In affirming the last violation, Lyness told elected officials that if they again talked about unscripted material under vaguely-worded agenda labels like “good and welfare” or “legislative update,” they would be at a high risk for a lawsuit because the offenses would appear “knowing” and “willful” – the legal benchmark for civil litigation under the OMA. Thus, his predication came to fruition after Fagnant filed the most recent complaint.
In his findings on it, Lyness also observed that the council had been advised, as far back as 2009 by a previous city solicitor, to abandon the use of good and welfare because of the risk it poses for violating the OMA.
One of the council’s most oft-repeated defenses of Lyness’ decision is that the material they brought up under good and welfare was either too trivial, or merely informative, to fall under the restrictions of the OMA. There were never any actions or votes taken on any of it. But Lyness disagreed. Some of the discussion at issue may have been innocently congratulatory – like one councilman’s pep-talk for Autumnfest volunteers – but members also repeatedly brought up substantive material that justifies the violation, Lyness concluded.

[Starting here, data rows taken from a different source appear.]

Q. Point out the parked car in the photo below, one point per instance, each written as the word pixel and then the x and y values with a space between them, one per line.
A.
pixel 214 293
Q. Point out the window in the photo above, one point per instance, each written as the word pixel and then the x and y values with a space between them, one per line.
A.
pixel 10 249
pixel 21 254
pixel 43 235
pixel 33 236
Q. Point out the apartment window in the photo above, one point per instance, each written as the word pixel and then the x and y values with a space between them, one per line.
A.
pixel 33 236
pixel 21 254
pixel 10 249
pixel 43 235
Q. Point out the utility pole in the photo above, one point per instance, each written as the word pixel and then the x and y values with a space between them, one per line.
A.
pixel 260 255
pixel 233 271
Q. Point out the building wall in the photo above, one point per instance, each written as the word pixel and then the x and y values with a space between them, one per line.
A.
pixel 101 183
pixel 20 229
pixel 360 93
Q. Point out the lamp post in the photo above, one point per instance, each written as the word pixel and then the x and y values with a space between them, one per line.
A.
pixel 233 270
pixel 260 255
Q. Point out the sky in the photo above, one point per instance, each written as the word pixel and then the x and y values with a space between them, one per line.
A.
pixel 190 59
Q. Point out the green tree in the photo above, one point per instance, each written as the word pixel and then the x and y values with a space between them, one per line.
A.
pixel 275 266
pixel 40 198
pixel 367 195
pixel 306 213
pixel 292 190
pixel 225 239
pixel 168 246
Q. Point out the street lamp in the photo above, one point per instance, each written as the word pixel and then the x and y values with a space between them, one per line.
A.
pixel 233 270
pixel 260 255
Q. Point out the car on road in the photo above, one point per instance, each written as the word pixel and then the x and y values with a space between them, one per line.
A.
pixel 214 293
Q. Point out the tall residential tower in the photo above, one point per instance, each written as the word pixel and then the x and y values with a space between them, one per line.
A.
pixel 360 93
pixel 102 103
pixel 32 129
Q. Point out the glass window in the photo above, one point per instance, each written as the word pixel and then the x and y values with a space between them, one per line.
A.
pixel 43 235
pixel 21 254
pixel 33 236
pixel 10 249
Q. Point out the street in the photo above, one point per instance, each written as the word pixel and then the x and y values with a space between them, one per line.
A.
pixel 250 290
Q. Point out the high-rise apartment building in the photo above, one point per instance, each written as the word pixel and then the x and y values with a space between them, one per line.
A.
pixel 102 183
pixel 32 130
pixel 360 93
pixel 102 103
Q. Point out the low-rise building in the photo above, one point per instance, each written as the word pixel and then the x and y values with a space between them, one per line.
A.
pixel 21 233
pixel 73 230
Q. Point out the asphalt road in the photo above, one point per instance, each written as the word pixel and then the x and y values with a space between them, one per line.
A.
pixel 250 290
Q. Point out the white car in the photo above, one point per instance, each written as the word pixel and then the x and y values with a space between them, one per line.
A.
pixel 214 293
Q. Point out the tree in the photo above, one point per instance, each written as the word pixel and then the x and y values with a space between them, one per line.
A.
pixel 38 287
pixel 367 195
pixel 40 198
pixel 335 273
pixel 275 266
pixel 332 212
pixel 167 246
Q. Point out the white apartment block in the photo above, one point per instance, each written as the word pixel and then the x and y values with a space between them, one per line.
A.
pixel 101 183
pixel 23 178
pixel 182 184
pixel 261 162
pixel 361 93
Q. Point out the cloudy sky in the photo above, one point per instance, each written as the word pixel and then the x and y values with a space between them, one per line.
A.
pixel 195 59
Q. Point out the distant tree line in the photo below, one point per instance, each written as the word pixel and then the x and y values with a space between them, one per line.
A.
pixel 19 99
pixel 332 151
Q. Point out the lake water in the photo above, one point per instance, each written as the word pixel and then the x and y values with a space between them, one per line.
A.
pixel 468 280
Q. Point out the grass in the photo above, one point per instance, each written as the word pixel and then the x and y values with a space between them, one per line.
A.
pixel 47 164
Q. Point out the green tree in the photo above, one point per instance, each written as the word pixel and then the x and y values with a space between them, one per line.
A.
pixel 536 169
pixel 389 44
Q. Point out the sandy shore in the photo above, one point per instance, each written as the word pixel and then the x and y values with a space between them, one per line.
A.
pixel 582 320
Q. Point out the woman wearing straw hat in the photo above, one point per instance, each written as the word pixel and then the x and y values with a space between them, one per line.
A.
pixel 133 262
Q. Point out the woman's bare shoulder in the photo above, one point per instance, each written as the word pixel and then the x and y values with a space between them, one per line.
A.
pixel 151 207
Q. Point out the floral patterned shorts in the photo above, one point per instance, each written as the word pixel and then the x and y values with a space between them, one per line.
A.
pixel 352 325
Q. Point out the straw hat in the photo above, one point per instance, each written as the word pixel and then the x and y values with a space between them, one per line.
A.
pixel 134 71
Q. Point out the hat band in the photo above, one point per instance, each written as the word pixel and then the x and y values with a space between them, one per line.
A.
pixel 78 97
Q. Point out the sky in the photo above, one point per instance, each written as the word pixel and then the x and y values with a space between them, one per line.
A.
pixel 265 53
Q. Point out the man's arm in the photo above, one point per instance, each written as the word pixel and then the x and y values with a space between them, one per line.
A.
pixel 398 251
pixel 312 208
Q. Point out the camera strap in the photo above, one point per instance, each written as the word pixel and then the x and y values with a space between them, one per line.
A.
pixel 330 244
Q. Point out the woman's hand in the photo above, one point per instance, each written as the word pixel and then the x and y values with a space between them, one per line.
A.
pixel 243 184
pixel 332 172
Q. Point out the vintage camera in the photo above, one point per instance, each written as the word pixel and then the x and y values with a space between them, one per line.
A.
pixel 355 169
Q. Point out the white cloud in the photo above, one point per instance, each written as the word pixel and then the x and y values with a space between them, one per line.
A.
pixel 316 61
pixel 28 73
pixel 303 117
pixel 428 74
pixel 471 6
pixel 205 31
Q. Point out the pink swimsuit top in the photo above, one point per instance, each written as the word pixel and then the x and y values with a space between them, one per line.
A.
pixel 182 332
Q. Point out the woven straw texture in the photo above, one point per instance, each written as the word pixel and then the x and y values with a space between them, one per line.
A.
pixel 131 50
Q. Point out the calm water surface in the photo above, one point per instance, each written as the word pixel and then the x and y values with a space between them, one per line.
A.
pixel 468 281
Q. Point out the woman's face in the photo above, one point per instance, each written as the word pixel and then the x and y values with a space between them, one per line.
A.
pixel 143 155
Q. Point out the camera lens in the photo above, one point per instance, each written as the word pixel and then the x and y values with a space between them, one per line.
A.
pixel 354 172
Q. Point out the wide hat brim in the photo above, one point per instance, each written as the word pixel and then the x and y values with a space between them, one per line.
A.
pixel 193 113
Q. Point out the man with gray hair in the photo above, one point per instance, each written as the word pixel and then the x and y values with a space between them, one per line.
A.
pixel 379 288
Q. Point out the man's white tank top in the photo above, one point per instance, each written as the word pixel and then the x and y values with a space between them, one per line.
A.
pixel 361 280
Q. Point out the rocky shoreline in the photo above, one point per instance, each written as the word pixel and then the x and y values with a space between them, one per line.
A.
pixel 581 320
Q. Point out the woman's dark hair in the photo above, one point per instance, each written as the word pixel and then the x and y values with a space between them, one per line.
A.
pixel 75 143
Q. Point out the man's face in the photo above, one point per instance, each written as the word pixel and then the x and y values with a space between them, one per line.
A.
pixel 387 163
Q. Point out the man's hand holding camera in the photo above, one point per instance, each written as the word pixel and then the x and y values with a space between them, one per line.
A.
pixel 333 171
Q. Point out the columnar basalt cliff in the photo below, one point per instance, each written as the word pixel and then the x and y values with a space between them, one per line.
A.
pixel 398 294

Acting on DeSimone’s recommendation, the council preserved the window for good and welfare talk during Monday’s meeting in Harris Hall.
But every councilman who was offered the opportunity to speak under it took a pass – a scenario that’s likely to become routine pending a decision on the OMA case in Superior Court.
“I’m frankly no longer interested in having any comments under good and welfare,” Councilman John Ward said at one point.